We live in an era of Hindu awakening. It doesn’t take time to transform from devotional to political as we have witnessed with the serial—the first major departure from the secular consensus. Is this Ram Rajya? This, I asked my mother. “There’s a lot of inflation and other bad news on TV,” she said.
I am retelling a story from childhood in the hope that it might alter the present. I am being ambitious. They say don’t take the name of god in vain. But I grew up with Ram. I don’t fear my god.
I remember I had wanted Marni, her mother, our neighbourhood tailor Idhries miyan and his children to go to heaven. They were poor and never had enough to eat. Heaven would have food at least. Many years later, Idhries miyan killed himself by laying down on rail tracks. Marni worked at our house. They were Dalits. There would be no stairway to heaven. There is no heaven. Or hell.
I finally found my answers when I found myself in a remote village of the Asur tribe in Jharkhand recently.
Them and us.

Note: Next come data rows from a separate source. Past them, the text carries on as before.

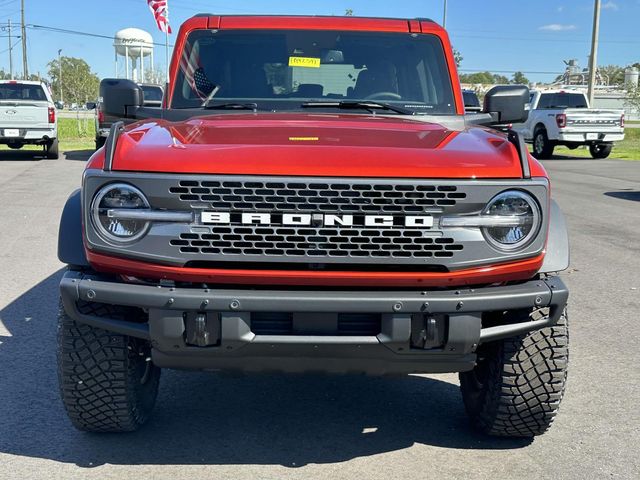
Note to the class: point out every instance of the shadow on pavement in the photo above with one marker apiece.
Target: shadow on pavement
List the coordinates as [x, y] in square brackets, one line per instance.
[80, 155]
[204, 418]
[18, 155]
[634, 196]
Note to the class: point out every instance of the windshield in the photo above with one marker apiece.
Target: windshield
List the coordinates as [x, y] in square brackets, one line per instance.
[281, 70]
[562, 100]
[21, 91]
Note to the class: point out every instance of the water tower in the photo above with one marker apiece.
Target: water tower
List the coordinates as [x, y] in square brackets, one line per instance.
[135, 46]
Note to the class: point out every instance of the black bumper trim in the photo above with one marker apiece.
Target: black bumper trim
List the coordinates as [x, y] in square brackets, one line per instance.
[549, 292]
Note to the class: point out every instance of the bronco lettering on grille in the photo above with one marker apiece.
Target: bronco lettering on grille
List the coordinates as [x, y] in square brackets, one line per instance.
[317, 220]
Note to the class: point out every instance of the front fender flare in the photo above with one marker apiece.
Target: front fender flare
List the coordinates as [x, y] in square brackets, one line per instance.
[557, 257]
[70, 245]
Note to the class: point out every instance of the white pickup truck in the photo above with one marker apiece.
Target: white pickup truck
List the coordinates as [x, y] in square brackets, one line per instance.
[28, 116]
[563, 117]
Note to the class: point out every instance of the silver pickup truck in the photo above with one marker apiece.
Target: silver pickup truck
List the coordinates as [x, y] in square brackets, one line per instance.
[28, 116]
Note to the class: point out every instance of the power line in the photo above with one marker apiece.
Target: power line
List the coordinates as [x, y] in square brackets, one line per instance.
[76, 32]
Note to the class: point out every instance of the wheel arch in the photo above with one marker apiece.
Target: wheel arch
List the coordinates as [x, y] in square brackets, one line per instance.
[70, 244]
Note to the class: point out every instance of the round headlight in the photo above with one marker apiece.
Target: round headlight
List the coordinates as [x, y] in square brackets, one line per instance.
[109, 213]
[517, 217]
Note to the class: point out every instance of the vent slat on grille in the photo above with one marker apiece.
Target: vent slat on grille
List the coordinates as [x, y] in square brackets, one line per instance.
[319, 197]
[317, 242]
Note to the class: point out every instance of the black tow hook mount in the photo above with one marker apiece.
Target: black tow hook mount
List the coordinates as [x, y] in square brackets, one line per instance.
[202, 329]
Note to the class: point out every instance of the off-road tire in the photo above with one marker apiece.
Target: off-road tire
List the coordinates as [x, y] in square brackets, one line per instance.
[600, 150]
[106, 381]
[516, 387]
[52, 149]
[542, 146]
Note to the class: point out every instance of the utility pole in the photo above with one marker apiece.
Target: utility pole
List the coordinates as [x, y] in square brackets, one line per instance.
[25, 68]
[593, 58]
[60, 74]
[444, 15]
[10, 52]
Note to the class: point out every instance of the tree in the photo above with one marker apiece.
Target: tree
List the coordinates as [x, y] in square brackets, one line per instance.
[79, 83]
[613, 73]
[519, 79]
[457, 56]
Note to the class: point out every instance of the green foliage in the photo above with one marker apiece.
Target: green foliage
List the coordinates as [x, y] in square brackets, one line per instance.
[457, 57]
[485, 78]
[83, 127]
[79, 83]
[519, 79]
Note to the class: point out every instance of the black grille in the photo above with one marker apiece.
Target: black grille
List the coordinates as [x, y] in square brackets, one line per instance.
[341, 324]
[349, 242]
[325, 197]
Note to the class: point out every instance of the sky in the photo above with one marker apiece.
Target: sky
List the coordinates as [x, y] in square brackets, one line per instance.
[501, 36]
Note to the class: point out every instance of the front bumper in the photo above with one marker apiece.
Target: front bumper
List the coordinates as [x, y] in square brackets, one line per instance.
[166, 310]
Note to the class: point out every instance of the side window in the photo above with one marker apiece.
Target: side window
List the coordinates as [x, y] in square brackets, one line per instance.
[546, 100]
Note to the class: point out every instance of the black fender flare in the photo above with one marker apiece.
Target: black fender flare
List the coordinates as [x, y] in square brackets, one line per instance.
[70, 245]
[557, 256]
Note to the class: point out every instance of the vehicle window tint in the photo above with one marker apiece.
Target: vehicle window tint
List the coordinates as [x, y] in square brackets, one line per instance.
[20, 91]
[289, 67]
[470, 99]
[152, 94]
[562, 100]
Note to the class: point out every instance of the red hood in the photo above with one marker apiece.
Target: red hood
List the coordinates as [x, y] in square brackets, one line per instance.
[315, 145]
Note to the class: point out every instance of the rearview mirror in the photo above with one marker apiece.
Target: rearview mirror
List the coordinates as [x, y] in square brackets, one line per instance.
[507, 104]
[120, 97]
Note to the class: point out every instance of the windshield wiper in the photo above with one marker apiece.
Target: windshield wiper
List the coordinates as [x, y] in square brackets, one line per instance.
[232, 106]
[359, 105]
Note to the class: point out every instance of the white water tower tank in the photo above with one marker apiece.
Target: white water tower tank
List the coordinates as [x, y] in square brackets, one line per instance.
[134, 45]
[631, 76]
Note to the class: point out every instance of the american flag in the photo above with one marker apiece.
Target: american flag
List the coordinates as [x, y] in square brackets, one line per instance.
[160, 10]
[193, 72]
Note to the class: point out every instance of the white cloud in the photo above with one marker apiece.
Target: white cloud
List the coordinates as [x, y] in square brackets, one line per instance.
[557, 27]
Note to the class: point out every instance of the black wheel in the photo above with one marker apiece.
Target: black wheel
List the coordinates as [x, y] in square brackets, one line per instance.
[517, 385]
[600, 150]
[542, 147]
[107, 381]
[52, 149]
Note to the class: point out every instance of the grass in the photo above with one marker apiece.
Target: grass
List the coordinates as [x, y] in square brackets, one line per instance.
[628, 149]
[73, 134]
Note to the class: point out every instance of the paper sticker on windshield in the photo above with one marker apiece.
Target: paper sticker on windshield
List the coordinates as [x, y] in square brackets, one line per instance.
[305, 62]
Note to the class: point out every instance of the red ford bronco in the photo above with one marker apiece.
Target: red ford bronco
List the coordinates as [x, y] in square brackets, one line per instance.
[312, 197]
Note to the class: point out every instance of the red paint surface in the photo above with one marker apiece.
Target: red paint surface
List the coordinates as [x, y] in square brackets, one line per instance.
[285, 144]
[522, 270]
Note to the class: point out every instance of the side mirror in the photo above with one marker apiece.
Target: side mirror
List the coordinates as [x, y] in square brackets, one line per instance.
[507, 104]
[120, 97]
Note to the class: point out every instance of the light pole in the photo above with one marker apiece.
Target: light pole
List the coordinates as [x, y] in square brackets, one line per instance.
[60, 74]
[444, 15]
[593, 58]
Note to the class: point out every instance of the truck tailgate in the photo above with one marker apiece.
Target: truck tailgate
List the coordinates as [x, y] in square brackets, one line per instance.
[24, 114]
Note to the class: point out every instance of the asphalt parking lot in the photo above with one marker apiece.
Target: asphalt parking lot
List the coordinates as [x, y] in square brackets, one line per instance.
[208, 426]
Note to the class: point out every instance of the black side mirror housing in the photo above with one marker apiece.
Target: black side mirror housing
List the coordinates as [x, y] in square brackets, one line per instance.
[120, 97]
[507, 104]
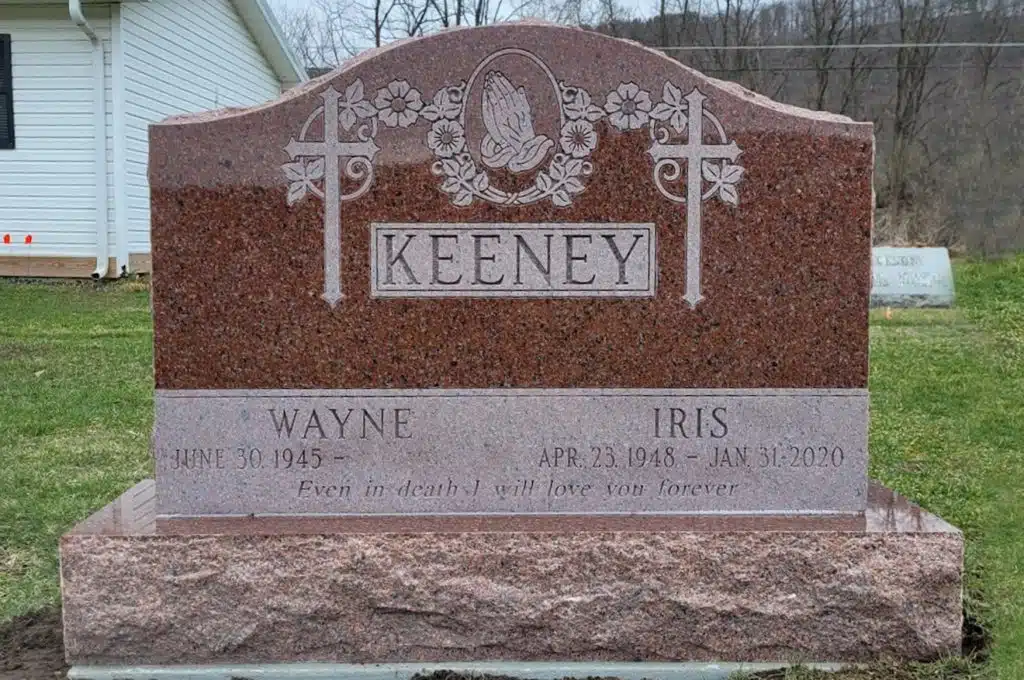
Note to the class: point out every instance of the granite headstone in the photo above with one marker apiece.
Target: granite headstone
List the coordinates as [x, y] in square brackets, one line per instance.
[518, 343]
[911, 278]
[470, 274]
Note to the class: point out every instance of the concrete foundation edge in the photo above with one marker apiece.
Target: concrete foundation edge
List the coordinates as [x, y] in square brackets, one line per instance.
[688, 671]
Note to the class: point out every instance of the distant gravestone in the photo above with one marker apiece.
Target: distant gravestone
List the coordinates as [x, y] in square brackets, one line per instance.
[911, 278]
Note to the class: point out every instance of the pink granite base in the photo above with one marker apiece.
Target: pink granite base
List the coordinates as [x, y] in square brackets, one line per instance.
[135, 592]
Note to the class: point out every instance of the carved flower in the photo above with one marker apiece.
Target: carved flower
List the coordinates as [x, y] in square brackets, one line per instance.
[445, 138]
[353, 107]
[446, 103]
[673, 108]
[628, 107]
[724, 176]
[397, 103]
[462, 178]
[302, 177]
[579, 138]
[579, 105]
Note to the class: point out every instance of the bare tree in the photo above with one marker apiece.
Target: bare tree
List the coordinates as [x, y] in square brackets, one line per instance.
[921, 24]
[825, 24]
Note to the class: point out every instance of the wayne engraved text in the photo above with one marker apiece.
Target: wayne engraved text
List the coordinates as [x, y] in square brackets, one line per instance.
[519, 451]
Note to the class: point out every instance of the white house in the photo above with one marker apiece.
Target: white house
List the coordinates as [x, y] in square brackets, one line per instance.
[80, 82]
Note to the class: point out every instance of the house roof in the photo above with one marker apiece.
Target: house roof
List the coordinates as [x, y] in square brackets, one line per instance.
[258, 17]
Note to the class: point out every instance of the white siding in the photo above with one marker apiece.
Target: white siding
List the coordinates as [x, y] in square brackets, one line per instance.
[47, 182]
[181, 56]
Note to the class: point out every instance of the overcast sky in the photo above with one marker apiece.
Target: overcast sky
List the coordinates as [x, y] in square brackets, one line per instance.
[639, 8]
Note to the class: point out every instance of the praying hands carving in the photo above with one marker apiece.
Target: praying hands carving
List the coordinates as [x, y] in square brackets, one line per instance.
[510, 141]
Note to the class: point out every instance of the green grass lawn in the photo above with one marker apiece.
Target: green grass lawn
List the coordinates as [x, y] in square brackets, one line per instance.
[947, 430]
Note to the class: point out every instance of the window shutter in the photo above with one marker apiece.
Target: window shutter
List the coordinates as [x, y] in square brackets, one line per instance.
[6, 95]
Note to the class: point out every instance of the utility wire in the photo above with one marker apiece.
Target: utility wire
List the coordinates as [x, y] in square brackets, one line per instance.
[695, 48]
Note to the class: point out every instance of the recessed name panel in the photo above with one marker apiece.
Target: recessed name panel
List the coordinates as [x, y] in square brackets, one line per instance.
[513, 260]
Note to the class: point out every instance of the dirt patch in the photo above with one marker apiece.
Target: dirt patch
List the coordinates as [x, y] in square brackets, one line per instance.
[32, 647]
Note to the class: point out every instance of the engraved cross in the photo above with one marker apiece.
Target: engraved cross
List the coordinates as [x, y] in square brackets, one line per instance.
[332, 150]
[694, 152]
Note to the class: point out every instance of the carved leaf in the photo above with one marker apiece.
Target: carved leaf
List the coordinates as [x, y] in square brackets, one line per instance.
[543, 182]
[467, 171]
[296, 192]
[732, 174]
[662, 112]
[450, 167]
[315, 169]
[711, 171]
[364, 109]
[430, 113]
[346, 117]
[295, 171]
[354, 91]
[728, 194]
[572, 185]
[672, 95]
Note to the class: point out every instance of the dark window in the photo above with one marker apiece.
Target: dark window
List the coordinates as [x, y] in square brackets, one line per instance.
[6, 95]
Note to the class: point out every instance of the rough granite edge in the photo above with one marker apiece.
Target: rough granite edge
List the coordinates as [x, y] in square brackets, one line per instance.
[785, 596]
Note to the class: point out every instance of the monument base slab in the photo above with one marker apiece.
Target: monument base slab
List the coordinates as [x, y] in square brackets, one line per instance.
[137, 591]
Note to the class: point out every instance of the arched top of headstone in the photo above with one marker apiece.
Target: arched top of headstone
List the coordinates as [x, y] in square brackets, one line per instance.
[305, 241]
[569, 57]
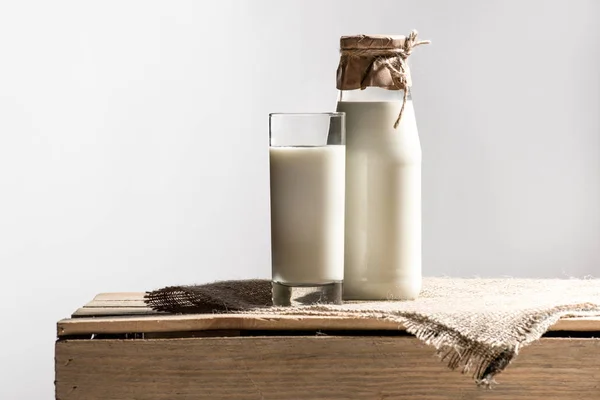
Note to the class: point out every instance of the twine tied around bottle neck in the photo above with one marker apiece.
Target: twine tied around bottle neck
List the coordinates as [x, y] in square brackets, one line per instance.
[394, 59]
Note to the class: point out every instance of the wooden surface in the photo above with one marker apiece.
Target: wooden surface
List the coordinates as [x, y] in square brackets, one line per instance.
[327, 367]
[127, 313]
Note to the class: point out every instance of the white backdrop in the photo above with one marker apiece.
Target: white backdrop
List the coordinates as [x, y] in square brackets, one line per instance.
[133, 143]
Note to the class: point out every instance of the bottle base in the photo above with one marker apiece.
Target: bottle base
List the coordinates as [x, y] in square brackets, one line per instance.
[290, 294]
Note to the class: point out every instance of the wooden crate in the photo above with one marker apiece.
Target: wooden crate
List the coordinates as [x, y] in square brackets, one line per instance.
[116, 348]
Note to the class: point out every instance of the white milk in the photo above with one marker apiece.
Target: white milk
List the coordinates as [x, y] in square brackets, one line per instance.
[307, 214]
[383, 202]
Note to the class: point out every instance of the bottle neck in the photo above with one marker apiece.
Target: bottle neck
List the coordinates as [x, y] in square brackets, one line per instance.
[371, 94]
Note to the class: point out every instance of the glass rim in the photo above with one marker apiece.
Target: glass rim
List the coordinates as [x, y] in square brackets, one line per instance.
[308, 114]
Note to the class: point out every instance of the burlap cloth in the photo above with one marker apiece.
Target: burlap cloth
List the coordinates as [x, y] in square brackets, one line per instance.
[476, 325]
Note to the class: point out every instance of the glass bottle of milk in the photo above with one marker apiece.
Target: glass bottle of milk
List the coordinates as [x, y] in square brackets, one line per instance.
[383, 169]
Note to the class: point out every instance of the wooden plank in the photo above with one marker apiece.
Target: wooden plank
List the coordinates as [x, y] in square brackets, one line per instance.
[127, 313]
[120, 296]
[252, 368]
[113, 312]
[116, 303]
[197, 322]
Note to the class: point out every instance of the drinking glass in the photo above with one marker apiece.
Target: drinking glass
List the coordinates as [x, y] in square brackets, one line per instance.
[307, 155]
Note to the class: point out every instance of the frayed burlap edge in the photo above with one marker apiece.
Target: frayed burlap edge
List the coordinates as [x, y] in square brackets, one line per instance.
[483, 360]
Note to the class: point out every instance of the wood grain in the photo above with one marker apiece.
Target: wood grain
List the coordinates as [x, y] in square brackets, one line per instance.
[127, 313]
[253, 368]
[198, 322]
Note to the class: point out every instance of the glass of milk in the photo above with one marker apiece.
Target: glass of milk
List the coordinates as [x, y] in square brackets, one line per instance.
[307, 155]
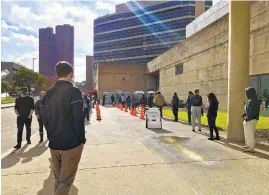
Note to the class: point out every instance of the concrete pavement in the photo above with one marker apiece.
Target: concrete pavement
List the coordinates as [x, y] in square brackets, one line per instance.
[121, 156]
[3, 106]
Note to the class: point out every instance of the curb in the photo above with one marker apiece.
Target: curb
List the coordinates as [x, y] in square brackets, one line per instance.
[7, 107]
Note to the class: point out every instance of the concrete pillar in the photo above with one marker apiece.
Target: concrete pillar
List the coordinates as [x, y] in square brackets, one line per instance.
[238, 66]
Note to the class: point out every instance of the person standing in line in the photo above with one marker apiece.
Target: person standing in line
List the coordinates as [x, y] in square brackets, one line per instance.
[189, 106]
[160, 102]
[213, 106]
[175, 105]
[196, 109]
[143, 102]
[251, 116]
[86, 107]
[112, 100]
[266, 103]
[38, 106]
[150, 100]
[104, 100]
[129, 102]
[123, 100]
[64, 121]
[24, 108]
[134, 101]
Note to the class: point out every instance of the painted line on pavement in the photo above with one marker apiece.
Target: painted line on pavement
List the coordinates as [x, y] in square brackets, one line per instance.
[10, 151]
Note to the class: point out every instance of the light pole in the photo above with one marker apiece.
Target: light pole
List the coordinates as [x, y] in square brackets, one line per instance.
[34, 64]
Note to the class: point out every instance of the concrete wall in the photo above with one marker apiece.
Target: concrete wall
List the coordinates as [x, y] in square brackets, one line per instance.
[124, 77]
[205, 57]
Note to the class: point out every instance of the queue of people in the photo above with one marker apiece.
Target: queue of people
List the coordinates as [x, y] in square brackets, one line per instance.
[62, 111]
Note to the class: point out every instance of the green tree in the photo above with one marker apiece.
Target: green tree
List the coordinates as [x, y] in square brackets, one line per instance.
[5, 87]
[26, 78]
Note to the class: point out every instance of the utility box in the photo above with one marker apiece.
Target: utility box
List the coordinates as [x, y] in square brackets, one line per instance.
[153, 118]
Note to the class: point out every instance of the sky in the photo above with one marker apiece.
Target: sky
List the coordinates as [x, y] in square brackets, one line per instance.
[20, 21]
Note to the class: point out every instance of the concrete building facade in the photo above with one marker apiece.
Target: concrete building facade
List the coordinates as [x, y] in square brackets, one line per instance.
[11, 67]
[112, 77]
[201, 61]
[55, 47]
[141, 31]
[89, 73]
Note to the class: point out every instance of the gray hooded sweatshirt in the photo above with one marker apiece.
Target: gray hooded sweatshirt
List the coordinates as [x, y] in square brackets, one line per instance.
[252, 107]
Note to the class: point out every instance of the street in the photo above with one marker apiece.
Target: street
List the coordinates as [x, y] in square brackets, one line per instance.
[121, 156]
[9, 129]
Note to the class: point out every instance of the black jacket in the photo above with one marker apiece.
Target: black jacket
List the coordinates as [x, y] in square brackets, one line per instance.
[175, 102]
[143, 101]
[63, 117]
[212, 109]
[252, 107]
[150, 100]
[196, 100]
[24, 105]
[38, 105]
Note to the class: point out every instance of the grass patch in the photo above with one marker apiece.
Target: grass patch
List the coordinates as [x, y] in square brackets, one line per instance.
[221, 121]
[7, 100]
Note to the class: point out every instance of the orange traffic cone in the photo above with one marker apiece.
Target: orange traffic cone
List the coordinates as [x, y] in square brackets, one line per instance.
[98, 115]
[134, 112]
[142, 115]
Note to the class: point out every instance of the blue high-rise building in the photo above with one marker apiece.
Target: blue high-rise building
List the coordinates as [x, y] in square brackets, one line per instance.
[139, 31]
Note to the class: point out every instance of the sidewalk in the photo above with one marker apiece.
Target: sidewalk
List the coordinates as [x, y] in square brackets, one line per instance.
[122, 157]
[7, 105]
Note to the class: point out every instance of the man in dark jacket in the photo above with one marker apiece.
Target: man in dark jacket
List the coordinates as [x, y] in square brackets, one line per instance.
[104, 100]
[251, 116]
[175, 105]
[112, 100]
[189, 106]
[143, 102]
[150, 100]
[196, 109]
[38, 106]
[24, 108]
[63, 116]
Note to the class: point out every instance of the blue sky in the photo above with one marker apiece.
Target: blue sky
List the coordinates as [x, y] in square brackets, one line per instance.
[20, 21]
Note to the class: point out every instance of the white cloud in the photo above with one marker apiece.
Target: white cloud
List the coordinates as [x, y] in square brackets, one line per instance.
[4, 25]
[6, 39]
[101, 5]
[81, 17]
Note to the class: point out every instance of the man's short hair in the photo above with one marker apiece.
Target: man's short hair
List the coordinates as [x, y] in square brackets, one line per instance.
[63, 69]
[196, 91]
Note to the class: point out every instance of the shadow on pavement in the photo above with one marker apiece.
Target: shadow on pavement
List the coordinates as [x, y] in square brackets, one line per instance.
[238, 146]
[13, 158]
[38, 150]
[160, 131]
[48, 185]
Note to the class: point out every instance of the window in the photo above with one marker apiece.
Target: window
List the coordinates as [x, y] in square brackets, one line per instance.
[179, 69]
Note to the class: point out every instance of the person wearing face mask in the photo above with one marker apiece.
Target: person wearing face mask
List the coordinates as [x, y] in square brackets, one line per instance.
[38, 105]
[24, 108]
[64, 120]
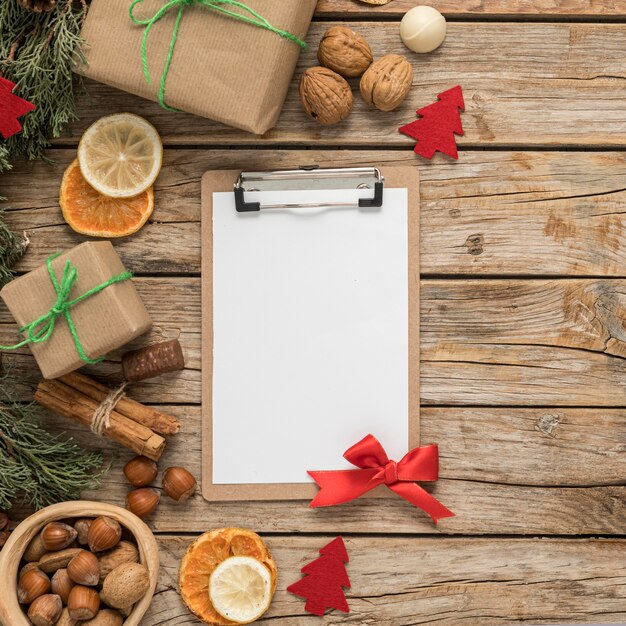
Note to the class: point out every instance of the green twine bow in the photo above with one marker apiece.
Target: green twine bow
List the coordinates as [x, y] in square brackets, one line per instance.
[253, 18]
[42, 328]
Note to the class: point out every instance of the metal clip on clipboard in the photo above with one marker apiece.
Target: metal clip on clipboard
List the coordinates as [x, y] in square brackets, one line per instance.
[310, 178]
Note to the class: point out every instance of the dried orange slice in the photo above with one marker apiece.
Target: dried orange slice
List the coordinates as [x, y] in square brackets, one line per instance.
[202, 559]
[240, 589]
[90, 213]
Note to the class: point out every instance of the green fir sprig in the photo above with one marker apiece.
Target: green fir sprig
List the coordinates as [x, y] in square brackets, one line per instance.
[37, 467]
[36, 53]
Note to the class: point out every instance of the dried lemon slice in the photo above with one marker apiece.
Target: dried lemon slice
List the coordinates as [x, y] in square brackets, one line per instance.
[120, 155]
[240, 589]
[90, 213]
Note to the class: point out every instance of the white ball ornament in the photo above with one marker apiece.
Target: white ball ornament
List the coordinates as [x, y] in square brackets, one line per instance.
[423, 29]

Us over them. All this and more. Gods and demons. Aryans and Dravidians. Men and women. Pitched against each other in eternal battles. Is there any redemption?
The tribals gave me an answer. “There’s no heaven or hell. We don’t believe in a better place than earth after death. We live with our dead,” Jacinta Kerketta, another tribal writer, said.
My Ramayana is a story of many people who make certain choices. The story is of love and loss and a dream called Utopia, abandoned when Ram took samadhi in River Sarayu. Perfection is always an illusion. To achieve it and sustain it is an endless saga of wars. We don’t need no more wars. My Ramayana is a story of struggle against society’s imposed morality, of kings and queens who are products of their circumstances and choices. It is my story. It is our story.
The issue is a compilation of some of those stories and some of those characters and an attempt to not reduce them to a singular narrative. That’s always dangerous.